Saturday, June 28 | 8 pm | Campbell Recital Hall
Tickets: $28 general | $14 students

Online: Ticketweb
By phone: 650.725.ARTS (2787); In Person: Stanford Ticket Office
For more information, go to our Ticketing Information Page

Program Notes

“Stallings’ voice is supple and timeless… encompassing the whole history of music.” – San Francisco Chronicle

According to the New York Times, “perhaps the best jazz singer singing today is a woman almost everybody seems to have missed.” That woman is Mary Stallings, a Bay Area native who established a name for herself as one of the finest jazz singers of the 1960s, performing with such luminaries as Dizzy Gillespie, Cal Tjader, Billy Eckstine, and Count Basie. After taking a hiatus from her recording career in the 1970s to raise her daughter and work as a clothes designer, Stallings stepped back into the national jazz spotlight in 1999 when the owner of the famous Village Vanguard nightclub in New York heard a recording of her singing and eventually tracked her down at her home in San Francisco. Ever since then, jazz fans have had the pleasure of rediscovering Stallings, whose voice and phrasing continued to mature and improve during her long sabbatical. In 2006 she was presented with the San Francisco Jazz Festival’s Beacon Award for her contributions to jazz in the Bay Area.

Mary Stallings web site


Q&A with Mary Stallings

What is the first recording you remember hearing as a child?
Billie  Holiday

What job would you have if you weren’t a jazz musician?
clothes designer

What’s the strangest experience you’ve ever had on the bandstand?
various wardrobe malfunctions that I cannot speak of

What's your favorite food?
Healthy Food!

What's the most exotic place you’ve traveled to as a musician?
Burma

What‚s the last book you’ve read?
“The Secret” by Rhonda Byrne

If you could play with any other musician, living or dead (with whom you have not played), who would it be and why?
Louis Armstrong, Hank Jones, Jimmy Jones for obvious reasons

What's your favorite tune?
Lush Life

What's your favorite jazz venue?
Village Vanguard, NY

Who is your greatest musical influence?
Dina Washington, various horn players and many musicians over so many years – that’s a tough question!

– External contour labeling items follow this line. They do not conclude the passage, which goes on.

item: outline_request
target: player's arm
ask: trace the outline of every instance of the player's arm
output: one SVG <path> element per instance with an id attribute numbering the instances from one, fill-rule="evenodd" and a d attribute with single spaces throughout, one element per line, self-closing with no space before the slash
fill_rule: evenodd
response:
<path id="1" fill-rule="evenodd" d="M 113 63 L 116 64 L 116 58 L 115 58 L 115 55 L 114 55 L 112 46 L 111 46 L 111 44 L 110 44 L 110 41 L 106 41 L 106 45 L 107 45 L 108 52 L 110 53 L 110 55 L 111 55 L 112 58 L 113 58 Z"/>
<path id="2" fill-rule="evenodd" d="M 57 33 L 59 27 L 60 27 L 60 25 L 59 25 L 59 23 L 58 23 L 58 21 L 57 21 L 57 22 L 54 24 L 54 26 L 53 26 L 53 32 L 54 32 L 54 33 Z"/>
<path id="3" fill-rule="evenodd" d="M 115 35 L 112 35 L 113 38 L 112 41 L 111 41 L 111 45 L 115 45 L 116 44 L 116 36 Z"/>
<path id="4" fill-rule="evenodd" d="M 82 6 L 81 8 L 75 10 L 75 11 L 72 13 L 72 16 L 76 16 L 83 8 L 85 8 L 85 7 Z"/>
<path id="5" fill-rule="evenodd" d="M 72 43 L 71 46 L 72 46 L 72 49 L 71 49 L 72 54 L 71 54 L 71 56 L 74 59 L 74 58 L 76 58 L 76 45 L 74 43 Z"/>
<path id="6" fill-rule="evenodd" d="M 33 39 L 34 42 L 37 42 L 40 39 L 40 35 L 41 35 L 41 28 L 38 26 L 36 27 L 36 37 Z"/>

How much do you practice each week? 
15–20 hours per week.

What hobbies do you have? 
gardening, interior design

When did you become interested in music, and what circumstances or events led to your becoming a professional musician?
I began singing when I was eight years old, and started working at that age. I was introduced in church to religious music which formed my dreams, and career from there. I sang at the age of 15 professionally, it's all history from there on out.

 If you were to describe your music as a color, what color would it be and why?
 blue, red, yellow, and white. It all depends on the day, the mood, the love, etc.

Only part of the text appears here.